Is St. Anne'S Home Safe?

Based on CMS inspection data, ST. ANNE'S HOME has a clean safety record: no substantiated abuse findings (meaning no confirmed cases of resident harm), no Immediate Jeopardy citations (the most serious violation level indicating risk of serious injury or death), and is not on the Special Focus Facility watch list (a federal program monitoring the lowest-performing 1% of nursing homes). The facility has a 4-star overall rating and ranks #1 of 100 nursing homes in California. While no facility is perfect, families should still ask about staff-to-resident ratios and recent inspection results during their visit.

Do Nurses at St. Anne'S Home Stick Around?

ST. ANNE'S HOME has not reported staff turnover data to CMS. Staff turnover matters because consistent caregivers learn residents' individual needs, medications, and preferences. When staff frequently change, this institutional knowledge is lost. Families should ask the facility directly about their staff retention rates and average employee tenure.

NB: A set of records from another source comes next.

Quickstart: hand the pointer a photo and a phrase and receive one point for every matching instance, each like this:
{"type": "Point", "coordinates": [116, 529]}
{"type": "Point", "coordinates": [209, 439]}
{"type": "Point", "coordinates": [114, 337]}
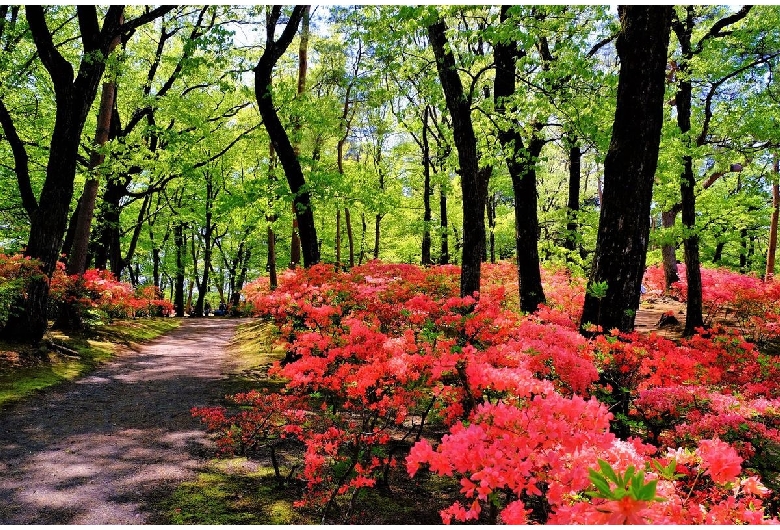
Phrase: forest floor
{"type": "Point", "coordinates": [100, 450]}
{"type": "Point", "coordinates": [120, 446]}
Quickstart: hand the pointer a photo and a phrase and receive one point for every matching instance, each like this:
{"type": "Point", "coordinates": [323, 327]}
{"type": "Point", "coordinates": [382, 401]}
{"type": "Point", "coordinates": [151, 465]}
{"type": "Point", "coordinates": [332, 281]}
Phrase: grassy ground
{"type": "Point", "coordinates": [25, 370]}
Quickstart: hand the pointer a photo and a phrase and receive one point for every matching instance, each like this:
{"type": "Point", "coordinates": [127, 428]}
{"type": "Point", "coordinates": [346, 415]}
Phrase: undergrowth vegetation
{"type": "Point", "coordinates": [23, 373]}
{"type": "Point", "coordinates": [389, 375]}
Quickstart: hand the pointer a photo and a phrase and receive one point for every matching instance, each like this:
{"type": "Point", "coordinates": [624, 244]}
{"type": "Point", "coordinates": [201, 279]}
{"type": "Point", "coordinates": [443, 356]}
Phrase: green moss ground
{"type": "Point", "coordinates": [25, 370]}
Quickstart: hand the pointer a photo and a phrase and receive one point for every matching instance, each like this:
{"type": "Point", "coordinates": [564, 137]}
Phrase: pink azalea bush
{"type": "Point", "coordinates": [542, 424]}
{"type": "Point", "coordinates": [98, 290]}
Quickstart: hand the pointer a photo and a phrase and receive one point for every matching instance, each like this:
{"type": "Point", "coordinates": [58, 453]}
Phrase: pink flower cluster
{"type": "Point", "coordinates": [376, 354]}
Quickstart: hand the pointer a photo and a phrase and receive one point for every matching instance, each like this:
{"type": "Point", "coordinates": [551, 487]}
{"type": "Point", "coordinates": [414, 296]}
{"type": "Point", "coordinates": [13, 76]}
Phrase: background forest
{"type": "Point", "coordinates": [190, 195]}
{"type": "Point", "coordinates": [444, 218]}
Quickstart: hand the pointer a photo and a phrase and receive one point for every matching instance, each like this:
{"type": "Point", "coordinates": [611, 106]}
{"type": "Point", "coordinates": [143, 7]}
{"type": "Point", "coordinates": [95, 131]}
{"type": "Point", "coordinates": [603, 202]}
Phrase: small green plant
{"type": "Point", "coordinates": [631, 484]}
{"type": "Point", "coordinates": [597, 290]}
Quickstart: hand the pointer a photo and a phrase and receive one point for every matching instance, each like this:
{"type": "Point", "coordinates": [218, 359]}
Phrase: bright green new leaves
{"type": "Point", "coordinates": [630, 484]}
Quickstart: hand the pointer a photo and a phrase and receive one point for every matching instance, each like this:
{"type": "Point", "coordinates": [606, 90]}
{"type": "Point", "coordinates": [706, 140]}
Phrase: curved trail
{"type": "Point", "coordinates": [94, 451]}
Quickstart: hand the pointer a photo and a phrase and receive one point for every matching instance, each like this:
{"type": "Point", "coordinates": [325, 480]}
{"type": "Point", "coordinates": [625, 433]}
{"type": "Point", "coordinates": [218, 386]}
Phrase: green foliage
{"type": "Point", "coordinates": [630, 484]}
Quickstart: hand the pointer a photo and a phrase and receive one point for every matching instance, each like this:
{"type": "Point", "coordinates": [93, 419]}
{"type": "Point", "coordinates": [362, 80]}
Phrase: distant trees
{"type": "Point", "coordinates": [420, 134]}
{"type": "Point", "coordinates": [614, 285]}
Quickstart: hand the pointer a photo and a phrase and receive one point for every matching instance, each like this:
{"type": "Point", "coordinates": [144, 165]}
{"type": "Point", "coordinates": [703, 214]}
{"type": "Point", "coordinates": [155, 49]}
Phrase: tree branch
{"type": "Point", "coordinates": [59, 69]}
{"type": "Point", "coordinates": [21, 161]}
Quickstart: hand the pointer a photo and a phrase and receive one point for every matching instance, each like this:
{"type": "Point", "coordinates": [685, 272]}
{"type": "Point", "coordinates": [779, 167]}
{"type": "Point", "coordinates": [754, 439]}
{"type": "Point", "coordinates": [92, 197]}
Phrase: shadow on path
{"type": "Point", "coordinates": [93, 451]}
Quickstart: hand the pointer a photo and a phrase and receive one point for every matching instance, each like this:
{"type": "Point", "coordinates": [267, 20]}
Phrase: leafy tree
{"type": "Point", "coordinates": [74, 95]}
{"type": "Point", "coordinates": [629, 169]}
{"type": "Point", "coordinates": [274, 49]}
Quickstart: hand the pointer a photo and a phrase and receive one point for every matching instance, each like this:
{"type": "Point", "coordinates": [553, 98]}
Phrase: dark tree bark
{"type": "Point", "coordinates": [350, 236]}
{"type": "Point", "coordinates": [426, 152]}
{"type": "Point", "coordinates": [522, 168]}
{"type": "Point", "coordinates": [683, 99]}
{"type": "Point", "coordinates": [281, 142]}
{"type": "Point", "coordinates": [474, 181]}
{"type": "Point", "coordinates": [573, 203]}
{"type": "Point", "coordinates": [77, 261]}
{"type": "Point", "coordinates": [303, 66]}
{"type": "Point", "coordinates": [74, 95]}
{"type": "Point", "coordinates": [444, 254]}
{"type": "Point", "coordinates": [668, 251]}
{"type": "Point", "coordinates": [769, 273]}
{"type": "Point", "coordinates": [491, 212]}
{"type": "Point", "coordinates": [629, 168]}
{"type": "Point", "coordinates": [684, 29]}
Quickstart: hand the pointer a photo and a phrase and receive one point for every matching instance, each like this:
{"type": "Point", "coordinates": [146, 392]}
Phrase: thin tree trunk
{"type": "Point", "coordinates": [770, 255]}
{"type": "Point", "coordinates": [444, 255]}
{"type": "Point", "coordinates": [474, 181]}
{"type": "Point", "coordinates": [377, 221]}
{"type": "Point", "coordinates": [281, 142]}
{"type": "Point", "coordinates": [573, 204]}
{"type": "Point", "coordinates": [180, 244]}
{"type": "Point", "coordinates": [522, 169]}
{"type": "Point", "coordinates": [364, 226]}
{"type": "Point", "coordinates": [629, 169]}
{"type": "Point", "coordinates": [426, 238]}
{"type": "Point", "coordinates": [668, 251]}
{"type": "Point", "coordinates": [270, 219]}
{"type": "Point", "coordinates": [338, 238]}
{"type": "Point", "coordinates": [303, 65]}
{"type": "Point", "coordinates": [350, 237]}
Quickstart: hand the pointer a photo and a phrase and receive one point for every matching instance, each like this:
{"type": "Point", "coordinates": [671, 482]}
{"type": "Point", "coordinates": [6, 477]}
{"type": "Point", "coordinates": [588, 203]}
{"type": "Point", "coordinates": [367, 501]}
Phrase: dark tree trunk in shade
{"type": "Point", "coordinates": [629, 169]}
{"type": "Point", "coordinates": [74, 96]}
{"type": "Point", "coordinates": [426, 239]}
{"type": "Point", "coordinates": [179, 243]}
{"type": "Point", "coordinates": [474, 181]}
{"type": "Point", "coordinates": [444, 254]}
{"type": "Point", "coordinates": [350, 236]}
{"type": "Point", "coordinates": [522, 169]}
{"type": "Point", "coordinates": [284, 150]}
{"type": "Point", "coordinates": [573, 203]}
{"type": "Point", "coordinates": [769, 273]}
{"type": "Point", "coordinates": [669, 251]}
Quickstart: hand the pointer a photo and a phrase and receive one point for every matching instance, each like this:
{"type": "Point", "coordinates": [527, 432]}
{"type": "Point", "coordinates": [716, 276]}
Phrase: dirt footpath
{"type": "Point", "coordinates": [97, 450]}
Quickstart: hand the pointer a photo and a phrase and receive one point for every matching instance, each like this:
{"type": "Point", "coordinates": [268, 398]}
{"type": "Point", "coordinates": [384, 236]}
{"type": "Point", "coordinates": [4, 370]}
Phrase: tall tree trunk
{"type": "Point", "coordinates": [350, 237]}
{"type": "Point", "coordinates": [303, 65]}
{"type": "Point", "coordinates": [180, 244]}
{"type": "Point", "coordinates": [629, 169]}
{"type": "Point", "coordinates": [281, 142]}
{"type": "Point", "coordinates": [74, 98]}
{"type": "Point", "coordinates": [426, 152]}
{"type": "Point", "coordinates": [270, 219]}
{"type": "Point", "coordinates": [522, 169]}
{"type": "Point", "coordinates": [769, 274]}
{"type": "Point", "coordinates": [377, 221]}
{"type": "Point", "coordinates": [338, 238]}
{"type": "Point", "coordinates": [491, 244]}
{"type": "Point", "coordinates": [77, 261]}
{"type": "Point", "coordinates": [668, 252]}
{"type": "Point", "coordinates": [364, 227]}
{"type": "Point", "coordinates": [573, 203]}
{"type": "Point", "coordinates": [474, 181]}
{"type": "Point", "coordinates": [444, 254]}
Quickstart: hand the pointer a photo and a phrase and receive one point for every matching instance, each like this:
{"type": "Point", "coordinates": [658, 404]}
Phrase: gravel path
{"type": "Point", "coordinates": [97, 450]}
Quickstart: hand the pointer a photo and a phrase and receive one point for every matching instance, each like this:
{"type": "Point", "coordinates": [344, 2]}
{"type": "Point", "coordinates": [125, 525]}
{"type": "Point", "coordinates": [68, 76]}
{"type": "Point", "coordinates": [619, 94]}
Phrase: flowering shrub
{"type": "Point", "coordinates": [97, 292]}
{"type": "Point", "coordinates": [747, 302]}
{"type": "Point", "coordinates": [542, 424]}
{"type": "Point", "coordinates": [15, 273]}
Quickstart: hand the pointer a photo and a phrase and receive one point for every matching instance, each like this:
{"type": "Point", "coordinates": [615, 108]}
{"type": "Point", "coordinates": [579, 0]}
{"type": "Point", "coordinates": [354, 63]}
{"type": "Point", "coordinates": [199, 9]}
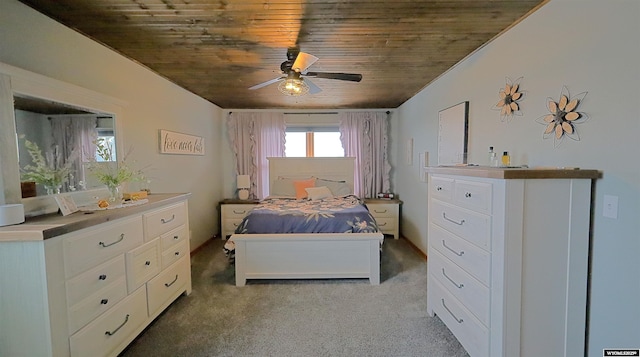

Was St. Anne'S Home Ever Fined?

ST. ANNE'S HOME has no federal fines on record. CMS issues fines when nursing homes fail to meet care standards or don't correct problems found during inspections. The absence of fines suggests the facility has either maintained compliance or corrected any issues before penalties were assessed. This is a positive indicator, though families should still review recent inspection reports for the full picture.

Is St. Anne'S Home on Any Federal Watch List?

ST. ANNE'S HOME is not on any federal watch list. The most significant is the Special Focus Facility (SFF) program, which identifies the bottom 1% of nursing homes nationally based on persistent, serious quality problems. Not being on this list means the facility has avoided the pattern of deficiencies that triggers enhanced federal oversight. This is a positive indicator, though families should still review the facility's inspection history directly.